Try asking an AI what percentage warmer is a day with a temperature of 9° than a day with a temperature of -1° (you choose the units). See if it gets it right. To do so, it will have to account for absolute zero.

Fish_Actuary · November 19, 2025, 8:31pm

Just trying it now, if Google is using the new version of Gemini, it’s gotten better at it. Copilot got it right as well. Not sure if it’s improved AI or a better prompt.

dr_t_non-fan · November 19, 2025, 8:33pm

Should first check all questions for trickery.
“Is the Set of all sets contained within itself?”
“Determine the Truthfulness of this sentence: ‘This sentence is a lie.’”

quoll · November 19, 2025, 9:42pm

I think AI can only do Truthiness.

CuriousGeorge · November 20, 2025, 12:49am

??
This is exactly what neural net learning is - taking in data, evaluating it against a loss function, and training the neural net to minimize that loss function. For chess, once the training is done, the net itself has plenty of skill to outplay most humans, even without any search at all.

Maybe you intended to limit your comment to LLMs, but that is just a tiny portion of neural networks.

magillaG · November 20, 2025, 5:42am

My guess is that it still does a kind of search. But the possible moves are weighted in some way so that better moves are searched first.
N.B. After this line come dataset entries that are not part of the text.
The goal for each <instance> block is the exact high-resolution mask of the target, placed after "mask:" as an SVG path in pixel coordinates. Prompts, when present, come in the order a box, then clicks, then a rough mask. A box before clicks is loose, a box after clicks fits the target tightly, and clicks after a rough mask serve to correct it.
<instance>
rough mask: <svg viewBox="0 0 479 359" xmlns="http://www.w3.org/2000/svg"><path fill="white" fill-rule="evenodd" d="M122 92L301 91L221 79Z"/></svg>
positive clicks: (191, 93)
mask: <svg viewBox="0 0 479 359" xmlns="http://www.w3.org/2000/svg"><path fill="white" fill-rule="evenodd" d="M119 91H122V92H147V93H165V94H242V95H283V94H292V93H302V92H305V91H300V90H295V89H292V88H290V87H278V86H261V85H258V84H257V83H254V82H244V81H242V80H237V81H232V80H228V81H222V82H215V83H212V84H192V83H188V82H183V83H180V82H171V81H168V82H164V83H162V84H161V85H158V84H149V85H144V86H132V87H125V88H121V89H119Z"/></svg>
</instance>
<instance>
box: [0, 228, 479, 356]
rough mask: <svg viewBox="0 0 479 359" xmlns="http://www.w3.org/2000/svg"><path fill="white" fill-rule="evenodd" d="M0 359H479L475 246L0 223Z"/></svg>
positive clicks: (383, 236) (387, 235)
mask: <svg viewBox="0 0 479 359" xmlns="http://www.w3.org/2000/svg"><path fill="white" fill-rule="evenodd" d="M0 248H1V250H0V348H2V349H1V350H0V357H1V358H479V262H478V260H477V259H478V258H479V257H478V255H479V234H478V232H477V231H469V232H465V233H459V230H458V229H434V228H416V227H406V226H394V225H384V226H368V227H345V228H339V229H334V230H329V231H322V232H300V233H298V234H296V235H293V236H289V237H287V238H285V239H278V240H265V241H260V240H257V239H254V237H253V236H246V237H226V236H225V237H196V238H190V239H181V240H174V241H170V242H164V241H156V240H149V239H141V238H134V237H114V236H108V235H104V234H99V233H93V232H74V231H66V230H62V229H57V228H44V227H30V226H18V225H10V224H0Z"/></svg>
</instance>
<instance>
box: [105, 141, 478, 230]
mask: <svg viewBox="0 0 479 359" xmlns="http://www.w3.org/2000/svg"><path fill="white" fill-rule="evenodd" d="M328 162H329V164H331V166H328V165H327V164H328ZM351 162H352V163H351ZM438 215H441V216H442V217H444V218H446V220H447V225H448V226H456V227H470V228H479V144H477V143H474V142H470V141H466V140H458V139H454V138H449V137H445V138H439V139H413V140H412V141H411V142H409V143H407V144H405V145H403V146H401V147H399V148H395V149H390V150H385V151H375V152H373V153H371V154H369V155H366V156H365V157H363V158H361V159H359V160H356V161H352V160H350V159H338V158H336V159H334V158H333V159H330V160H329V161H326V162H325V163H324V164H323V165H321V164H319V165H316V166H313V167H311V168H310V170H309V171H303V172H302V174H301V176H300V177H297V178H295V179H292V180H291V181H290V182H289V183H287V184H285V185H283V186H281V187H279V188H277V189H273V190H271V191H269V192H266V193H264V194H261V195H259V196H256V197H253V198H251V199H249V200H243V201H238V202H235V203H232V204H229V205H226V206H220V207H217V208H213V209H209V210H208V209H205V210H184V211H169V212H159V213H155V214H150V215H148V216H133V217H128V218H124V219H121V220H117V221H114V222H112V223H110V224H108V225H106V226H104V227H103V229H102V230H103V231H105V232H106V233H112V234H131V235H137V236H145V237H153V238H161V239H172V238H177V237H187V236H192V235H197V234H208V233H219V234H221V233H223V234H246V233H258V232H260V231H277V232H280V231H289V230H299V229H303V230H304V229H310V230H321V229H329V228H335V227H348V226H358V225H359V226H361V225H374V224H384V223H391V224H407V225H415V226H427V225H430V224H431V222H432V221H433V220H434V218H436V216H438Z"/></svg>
That seems to be how humans master chess too. By reading lots and lots of prior chess games.

Chess still is a tiny universe of possibilities compared to the full human experience though.

Snikelfritz · November 20, 2025, 6:30am

AI today seems very computationally intense compared to people. Won’t rule the world until there’s a different approach to processing.

now_samantha · November 20, 2025, 1:53pm

Friends don’t let friends us AI to make maps. Not sure what the best part is, the confusion over where the Bronx and Brooklyn go? The double Queens? Actually, pretty sure it’s the second Staten Island in the middle of the water, b/c the first Staten Island was really Atlantis.